Of course, it feels all very Hardy that the poem’s speaker projects his inner bleakness and exhaustion onto the outer world. The imagery in the first two stanzas is pretty relentless—’desolate’, ‘broken’, ‘weakening’, ‘haunted’, ‘corpse’, ‘crypt’, ‘death-lament’: all right already, Tom. We get it!—and though ‘joy illimited’ pops up in stanza three, it’s expressed by a thrush ‘aged… frail, gaunt, and small,/ blast-beruffled’. In the final stanza the ‘blessed Hope’ comes balanced precariously on ‘I could think’ (rather than the more-convinced “I thought”; and you can forget about a solid “I knew”!). It’s not exactly clear grounds for optimism, and there’s a longing, half-hoping, half-fearing wistfulness in ‘The Darkling Thrush’ which we find so often find in Hardy (for instance in ‘The Oxen‘, another of his poems for this time of year).

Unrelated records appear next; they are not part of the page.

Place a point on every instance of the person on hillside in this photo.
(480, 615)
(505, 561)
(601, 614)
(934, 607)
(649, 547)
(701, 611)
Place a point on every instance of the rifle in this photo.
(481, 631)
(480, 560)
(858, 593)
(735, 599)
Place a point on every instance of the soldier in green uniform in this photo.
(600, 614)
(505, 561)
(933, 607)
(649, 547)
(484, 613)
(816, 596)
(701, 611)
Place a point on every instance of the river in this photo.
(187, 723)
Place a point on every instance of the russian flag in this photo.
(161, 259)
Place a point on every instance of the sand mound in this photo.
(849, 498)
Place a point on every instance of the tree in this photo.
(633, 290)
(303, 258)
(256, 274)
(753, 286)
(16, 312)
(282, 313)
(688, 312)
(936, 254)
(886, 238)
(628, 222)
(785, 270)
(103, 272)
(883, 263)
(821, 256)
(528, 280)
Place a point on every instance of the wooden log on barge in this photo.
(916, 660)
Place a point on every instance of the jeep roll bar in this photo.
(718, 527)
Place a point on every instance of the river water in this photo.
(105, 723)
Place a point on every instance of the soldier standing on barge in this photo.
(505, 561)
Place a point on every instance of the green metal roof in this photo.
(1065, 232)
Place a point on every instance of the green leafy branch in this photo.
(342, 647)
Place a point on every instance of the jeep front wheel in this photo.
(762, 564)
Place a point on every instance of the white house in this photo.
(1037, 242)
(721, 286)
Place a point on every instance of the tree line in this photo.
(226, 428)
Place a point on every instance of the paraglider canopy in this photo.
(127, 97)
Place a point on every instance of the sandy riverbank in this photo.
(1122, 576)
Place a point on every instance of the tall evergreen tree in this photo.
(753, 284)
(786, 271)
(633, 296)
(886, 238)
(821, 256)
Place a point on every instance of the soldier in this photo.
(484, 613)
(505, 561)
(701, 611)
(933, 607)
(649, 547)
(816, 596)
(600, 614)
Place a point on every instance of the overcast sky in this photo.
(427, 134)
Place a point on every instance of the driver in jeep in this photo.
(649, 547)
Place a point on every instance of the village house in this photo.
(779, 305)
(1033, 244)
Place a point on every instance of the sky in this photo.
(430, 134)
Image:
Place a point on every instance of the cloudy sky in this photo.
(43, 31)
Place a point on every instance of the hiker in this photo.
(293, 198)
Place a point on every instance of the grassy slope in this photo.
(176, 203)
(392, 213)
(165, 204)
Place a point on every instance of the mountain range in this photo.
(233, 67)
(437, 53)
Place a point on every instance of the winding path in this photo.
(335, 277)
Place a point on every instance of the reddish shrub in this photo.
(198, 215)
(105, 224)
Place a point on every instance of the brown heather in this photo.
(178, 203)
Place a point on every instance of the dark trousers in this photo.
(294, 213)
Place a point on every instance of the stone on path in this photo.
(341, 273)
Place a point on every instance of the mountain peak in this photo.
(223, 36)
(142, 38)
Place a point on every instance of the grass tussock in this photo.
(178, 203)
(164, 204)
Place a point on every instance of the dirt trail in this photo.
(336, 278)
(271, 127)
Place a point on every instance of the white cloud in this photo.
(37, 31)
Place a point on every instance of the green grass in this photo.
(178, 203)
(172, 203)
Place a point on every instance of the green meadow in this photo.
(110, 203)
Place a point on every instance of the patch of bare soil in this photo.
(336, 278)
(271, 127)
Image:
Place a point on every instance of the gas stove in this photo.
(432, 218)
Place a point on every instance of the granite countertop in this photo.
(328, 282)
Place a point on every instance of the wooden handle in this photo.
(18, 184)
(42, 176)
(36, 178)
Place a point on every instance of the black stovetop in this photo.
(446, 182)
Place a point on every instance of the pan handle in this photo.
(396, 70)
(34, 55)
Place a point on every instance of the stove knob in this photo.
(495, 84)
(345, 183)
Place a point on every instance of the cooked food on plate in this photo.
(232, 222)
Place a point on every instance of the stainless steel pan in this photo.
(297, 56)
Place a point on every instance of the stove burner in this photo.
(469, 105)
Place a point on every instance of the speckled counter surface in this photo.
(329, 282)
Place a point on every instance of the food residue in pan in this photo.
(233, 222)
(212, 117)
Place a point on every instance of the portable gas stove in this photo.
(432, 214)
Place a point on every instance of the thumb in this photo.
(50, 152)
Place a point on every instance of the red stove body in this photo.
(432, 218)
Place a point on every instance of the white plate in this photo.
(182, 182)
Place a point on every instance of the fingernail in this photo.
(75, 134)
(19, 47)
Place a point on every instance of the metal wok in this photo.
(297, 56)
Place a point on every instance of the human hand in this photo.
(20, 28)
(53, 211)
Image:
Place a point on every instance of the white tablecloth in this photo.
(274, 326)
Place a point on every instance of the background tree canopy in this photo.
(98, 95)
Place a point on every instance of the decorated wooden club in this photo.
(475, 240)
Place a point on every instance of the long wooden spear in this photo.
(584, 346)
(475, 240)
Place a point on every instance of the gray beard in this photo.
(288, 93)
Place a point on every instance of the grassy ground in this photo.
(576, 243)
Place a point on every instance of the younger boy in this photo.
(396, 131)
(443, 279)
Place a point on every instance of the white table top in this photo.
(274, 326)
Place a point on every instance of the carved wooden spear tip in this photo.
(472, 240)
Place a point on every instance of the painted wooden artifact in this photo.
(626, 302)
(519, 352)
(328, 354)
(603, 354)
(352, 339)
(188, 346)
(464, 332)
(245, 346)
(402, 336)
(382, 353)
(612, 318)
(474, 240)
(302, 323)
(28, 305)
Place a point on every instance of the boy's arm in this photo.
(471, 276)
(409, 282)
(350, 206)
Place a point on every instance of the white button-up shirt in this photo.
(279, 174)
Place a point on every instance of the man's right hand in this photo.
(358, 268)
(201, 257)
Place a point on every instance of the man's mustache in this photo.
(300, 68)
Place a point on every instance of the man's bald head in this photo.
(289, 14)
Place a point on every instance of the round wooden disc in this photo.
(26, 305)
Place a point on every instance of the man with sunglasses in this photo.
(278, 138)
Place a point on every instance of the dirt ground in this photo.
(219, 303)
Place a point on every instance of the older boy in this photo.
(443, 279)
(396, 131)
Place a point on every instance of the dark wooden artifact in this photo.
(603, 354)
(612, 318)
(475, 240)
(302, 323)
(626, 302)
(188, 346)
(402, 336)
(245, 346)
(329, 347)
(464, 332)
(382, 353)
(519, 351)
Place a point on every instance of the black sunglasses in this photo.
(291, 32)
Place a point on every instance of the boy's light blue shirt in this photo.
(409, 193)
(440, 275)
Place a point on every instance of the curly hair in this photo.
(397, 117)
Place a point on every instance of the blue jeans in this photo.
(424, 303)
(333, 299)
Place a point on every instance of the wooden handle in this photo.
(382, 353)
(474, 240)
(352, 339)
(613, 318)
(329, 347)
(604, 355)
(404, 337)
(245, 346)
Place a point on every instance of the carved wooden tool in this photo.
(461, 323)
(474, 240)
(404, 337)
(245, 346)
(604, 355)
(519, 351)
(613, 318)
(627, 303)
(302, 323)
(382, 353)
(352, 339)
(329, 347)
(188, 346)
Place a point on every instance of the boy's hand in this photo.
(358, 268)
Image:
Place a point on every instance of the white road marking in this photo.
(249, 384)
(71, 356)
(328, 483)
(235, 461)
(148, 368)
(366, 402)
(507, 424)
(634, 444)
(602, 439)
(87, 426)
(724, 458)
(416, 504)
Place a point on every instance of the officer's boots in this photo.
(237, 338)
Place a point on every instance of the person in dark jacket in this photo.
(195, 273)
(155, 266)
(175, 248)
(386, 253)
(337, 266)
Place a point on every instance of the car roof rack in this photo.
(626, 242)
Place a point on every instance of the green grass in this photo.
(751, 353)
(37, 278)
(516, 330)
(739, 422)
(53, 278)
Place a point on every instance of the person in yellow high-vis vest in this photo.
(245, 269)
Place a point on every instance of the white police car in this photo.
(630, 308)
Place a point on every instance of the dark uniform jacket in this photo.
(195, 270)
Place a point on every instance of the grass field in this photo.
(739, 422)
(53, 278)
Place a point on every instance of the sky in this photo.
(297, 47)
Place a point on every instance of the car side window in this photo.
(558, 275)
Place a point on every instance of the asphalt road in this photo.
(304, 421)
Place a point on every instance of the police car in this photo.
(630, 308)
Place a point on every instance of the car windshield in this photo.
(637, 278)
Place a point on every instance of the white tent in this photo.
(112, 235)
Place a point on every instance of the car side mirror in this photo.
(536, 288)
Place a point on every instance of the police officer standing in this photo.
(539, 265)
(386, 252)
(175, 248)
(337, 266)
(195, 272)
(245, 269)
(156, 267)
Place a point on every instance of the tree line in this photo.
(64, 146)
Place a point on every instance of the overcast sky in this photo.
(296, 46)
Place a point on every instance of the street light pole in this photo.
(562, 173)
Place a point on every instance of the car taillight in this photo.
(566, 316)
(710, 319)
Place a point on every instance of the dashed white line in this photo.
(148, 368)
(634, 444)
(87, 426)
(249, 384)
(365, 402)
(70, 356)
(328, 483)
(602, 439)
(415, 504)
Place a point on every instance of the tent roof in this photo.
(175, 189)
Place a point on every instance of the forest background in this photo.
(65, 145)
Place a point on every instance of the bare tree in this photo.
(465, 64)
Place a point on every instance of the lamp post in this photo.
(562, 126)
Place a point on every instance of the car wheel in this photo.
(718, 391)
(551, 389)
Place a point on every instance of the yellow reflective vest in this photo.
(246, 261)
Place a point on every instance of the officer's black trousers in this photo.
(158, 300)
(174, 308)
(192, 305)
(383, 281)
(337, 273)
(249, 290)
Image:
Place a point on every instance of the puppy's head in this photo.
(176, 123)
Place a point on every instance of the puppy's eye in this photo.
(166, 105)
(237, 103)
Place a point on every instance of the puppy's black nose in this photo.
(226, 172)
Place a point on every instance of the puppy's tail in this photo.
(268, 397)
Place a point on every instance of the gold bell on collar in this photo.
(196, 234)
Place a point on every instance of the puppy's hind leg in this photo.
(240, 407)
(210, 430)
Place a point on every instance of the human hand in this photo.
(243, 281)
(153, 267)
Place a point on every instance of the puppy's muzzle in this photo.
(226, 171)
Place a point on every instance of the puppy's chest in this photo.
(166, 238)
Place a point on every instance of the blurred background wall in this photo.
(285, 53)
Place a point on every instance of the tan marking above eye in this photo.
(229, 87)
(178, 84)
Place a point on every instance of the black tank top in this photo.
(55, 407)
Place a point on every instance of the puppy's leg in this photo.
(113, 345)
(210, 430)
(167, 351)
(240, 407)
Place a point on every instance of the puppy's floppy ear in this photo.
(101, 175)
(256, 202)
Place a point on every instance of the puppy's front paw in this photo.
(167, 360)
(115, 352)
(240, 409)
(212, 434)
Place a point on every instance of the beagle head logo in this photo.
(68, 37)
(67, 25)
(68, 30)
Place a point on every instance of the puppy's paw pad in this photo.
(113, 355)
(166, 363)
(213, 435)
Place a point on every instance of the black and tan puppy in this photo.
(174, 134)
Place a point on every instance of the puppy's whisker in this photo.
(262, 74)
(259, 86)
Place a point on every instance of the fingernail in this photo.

But hey. Perhaps in Hardy and in 2020 a tentative or ‘trembl[ing] sense of hope is pretty good going. After all, it seems significant that the thrush ‘fling[s] his soul/ upon the growing gloom’: we’re reminded that to hope is an act of courage and commitment (maybe even recklessness). There’s no further to fall if you’re despairing or cynical, but if you’re hopeful you’ve still got something to lose. I find it really helpful to be reminded of the relationship between hope and courage as I square up to another year. Let’s hope that in 2021 we all have cause for some more times of “ecstatic carolling”.